Sabato 28 novembre il carrello della spesa si riempie di solidarietà: torna, come ogni anno, la Giornata nazionale della colletta alimentare, promosso dal Banco Alimentare. In oltre 11 mila supermercati di Italia, sarà possibile donare parte della propria spesa a uno degli oltre 135 mila volontari presenti all’uscita, distinguibili per la pettorina gialla. Gli alimenti raccolti verranno distribuiti a 8.100 strutture caritative che, a loro volta, li dispenseranno a oltre 1,560 milioni di famiglie bisognose italiane.

COME DONARE. Per garantire il mantenimento del cibo, è preferibile donare beni a lunga conservazione, come pasta, riso, legumi, pelati, olio, alimenti per l’infanzia. «Giunta alla 19° edizione, la giornata nazionale della colletta alimentare è diventata un importantissimo momento di coinvolgimento e sensibilizzazione della società civile al problema della povertà alimentare attraverso l’invito a un gesto concreto di gratuità e condivisione: fare la spesa per chi è povero», si legge sul sito collettaalimentare.it «è un grande spettacolo di carità: l’esperienza del dono eccede ogni aspettativa generando una sovrabbondante solidarietà umana».

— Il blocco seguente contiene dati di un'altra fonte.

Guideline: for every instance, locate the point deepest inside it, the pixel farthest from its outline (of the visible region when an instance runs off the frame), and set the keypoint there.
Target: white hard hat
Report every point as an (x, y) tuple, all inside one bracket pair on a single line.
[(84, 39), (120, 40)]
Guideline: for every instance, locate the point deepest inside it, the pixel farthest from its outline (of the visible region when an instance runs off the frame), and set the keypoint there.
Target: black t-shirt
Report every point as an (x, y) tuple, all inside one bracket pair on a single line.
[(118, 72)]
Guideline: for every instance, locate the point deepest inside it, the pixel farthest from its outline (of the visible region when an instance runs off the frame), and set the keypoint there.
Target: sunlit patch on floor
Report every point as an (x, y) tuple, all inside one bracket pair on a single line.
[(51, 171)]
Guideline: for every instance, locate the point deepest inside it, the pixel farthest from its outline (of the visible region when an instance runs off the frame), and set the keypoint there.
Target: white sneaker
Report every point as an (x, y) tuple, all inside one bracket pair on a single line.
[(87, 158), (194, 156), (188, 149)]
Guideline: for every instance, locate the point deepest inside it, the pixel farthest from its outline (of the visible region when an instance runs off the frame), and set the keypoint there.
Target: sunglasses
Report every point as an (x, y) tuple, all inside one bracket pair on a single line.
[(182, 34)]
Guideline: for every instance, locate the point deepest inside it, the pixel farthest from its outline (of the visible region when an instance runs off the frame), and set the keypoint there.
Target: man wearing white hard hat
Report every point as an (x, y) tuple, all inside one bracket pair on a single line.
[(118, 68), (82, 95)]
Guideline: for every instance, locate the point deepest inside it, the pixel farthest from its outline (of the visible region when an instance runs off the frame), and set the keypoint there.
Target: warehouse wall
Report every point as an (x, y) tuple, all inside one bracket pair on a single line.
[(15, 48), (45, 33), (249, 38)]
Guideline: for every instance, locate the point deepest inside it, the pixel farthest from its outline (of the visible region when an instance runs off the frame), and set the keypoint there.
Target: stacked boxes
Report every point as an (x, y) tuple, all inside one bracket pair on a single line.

Nel 2014 sono stati raccolti 9.201 tonnellate di alimenti, donati da 5,5 milioni di italiani. Alla giornata aderiscono come volontari anche l’Associazione Nazionale Alpini, la Società San Vincenzo De Paoli, la Compagnia delle Opere Sociali. Sul tema della povertà è intervenuto anche Papa Francesco: «La fame oggi ha assunto le dimensioni di un vero “scandalo” che minaccia la vita e la dignità di tante persone. Ogni giorno dobbiamo confrontarci con questa ingiustizia, mi permetto di più, con questo peccato, in un mondo ricco di risorse alimentari, grazie anche agli enormi progressi tecnologici, troppi sono coloro che non hanno il necessario per sopravvivere», ha spiegato il Pontefice nell’udienza dedicata alla rete di carità del Banco Alimentare. «Ma tutti possono fare qualcosa: qualcosa di umile, e che ha anche la forza di un miracolo. Prima di tutto possiamo educarci all’umanità, e a riconoscere l’umanità presente in ogni persona, bisognosa di tutto».